Sanaz Sohrabi's work at Momenta looks at the intersection of the arts and the Organization of the Petroleum Exporting Countries, which formed after the Second World War. Here is an OPEC record cover.Sanaz Sohrabi/Momenta
The Colombian artist Iván Argote offers a more humorous consideration of colonialism, with some inventive hoaxes surrounding public statues presented as a video installation. In Madrid, he takes a full-size copy of a prominent statue of Christopher Columbus and drives it around on a flatbed to the consternation of motorists. In Paris, he sets up a crew of workers who look ready to remove the statue of Maréchal Joseph Gallieni from the Place Vauban. The French First World War hero was also a colonial warrior and is shown standing on the shoulders of female figures representing the colonized. In Argote’s video, the statue is finally hoisted by a crane: More deep fakery – and satirical prodding of authorities to take action.
If you visit the MAC venue, don’t miss the one painterly element in this exhibition, located in a hallway outside the gallery: In River Water, the Inuk artist Niap has created massive wall panels that reproduce her abstracted watercolour landscapes created with water collected from rivers in Nunavik. The contrast between the scale of the panels and the softness of the watercolour medium is striking and the landscapes offer a strong companion to Gruben’s permafrost work.

Inuk artist Niap's watercolour landscapes were created with water collected from rivers in Nunavik.Niap/Feheley Fine Arts/MAC
MAC is but one of 15 participating venues in Momenta, and many of the others are also showing work that would feel at home in a photography and video festival, with a heavy emphasis on video. One highlight is Josèfa Ntjam’s swell of spæc(i)es, a fantastical digital animation at PHI in Old Montreal.
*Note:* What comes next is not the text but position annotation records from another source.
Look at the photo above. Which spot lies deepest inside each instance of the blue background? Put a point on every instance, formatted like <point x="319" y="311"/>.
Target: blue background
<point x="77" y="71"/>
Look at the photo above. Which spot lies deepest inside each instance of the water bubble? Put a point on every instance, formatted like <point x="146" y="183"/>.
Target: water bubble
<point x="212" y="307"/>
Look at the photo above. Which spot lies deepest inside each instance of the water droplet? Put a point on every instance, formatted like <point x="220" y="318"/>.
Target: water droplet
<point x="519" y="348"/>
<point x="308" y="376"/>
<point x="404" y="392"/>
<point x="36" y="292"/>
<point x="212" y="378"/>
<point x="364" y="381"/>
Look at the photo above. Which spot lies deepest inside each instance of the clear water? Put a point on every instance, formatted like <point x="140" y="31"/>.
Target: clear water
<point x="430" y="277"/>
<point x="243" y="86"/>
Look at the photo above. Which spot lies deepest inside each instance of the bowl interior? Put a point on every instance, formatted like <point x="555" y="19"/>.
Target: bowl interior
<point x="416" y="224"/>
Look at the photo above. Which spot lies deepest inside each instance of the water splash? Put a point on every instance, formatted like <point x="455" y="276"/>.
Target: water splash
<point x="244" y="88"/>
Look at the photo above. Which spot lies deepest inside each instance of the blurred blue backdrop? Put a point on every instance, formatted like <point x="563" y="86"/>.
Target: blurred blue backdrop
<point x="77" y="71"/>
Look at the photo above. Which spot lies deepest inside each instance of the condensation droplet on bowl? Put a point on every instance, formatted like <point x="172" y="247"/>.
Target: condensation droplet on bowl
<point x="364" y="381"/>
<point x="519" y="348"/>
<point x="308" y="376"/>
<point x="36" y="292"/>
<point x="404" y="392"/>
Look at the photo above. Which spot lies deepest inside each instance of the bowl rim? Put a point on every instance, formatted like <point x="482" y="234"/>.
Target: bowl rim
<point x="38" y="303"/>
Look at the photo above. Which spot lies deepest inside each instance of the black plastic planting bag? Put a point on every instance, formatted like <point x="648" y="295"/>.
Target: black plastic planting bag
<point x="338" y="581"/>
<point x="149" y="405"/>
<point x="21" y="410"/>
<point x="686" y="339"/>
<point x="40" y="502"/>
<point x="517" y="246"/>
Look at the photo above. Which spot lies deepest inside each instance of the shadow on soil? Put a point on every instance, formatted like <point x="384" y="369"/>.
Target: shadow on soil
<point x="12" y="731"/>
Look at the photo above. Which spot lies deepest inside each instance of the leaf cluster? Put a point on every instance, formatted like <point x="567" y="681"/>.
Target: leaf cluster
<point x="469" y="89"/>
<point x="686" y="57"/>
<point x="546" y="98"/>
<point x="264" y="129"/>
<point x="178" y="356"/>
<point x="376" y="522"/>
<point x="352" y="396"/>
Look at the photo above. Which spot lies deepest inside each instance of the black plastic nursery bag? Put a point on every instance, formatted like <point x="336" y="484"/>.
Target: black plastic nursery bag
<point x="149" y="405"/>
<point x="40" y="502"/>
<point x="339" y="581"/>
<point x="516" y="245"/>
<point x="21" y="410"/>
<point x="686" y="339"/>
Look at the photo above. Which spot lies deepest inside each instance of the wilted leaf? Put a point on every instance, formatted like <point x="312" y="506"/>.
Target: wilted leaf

It takes place underwater, in space and on some rocky planet, as shapes shift, merge and reform while photos of Black ancestors give way to flying meteorites. The squid and the jellyfish are recurring characters, and alongside a large curving screen are two jelly-fish-shaped listening posts where you can hear the French artist speak her poetry in evocative tones. The idea, which takes an Afro-futuristic approach to fashion a creation myth, seems rarefied: Surely the protoplasmic ooze is one place free of colonial constructions in need of dismantling. But the piece, which includes AI animation, is visually spectacular and reaffirms PHI’s status as the place to visit if you want to see true advances in digital art.
Momenta continues at various Montreal venues to Nov. 1.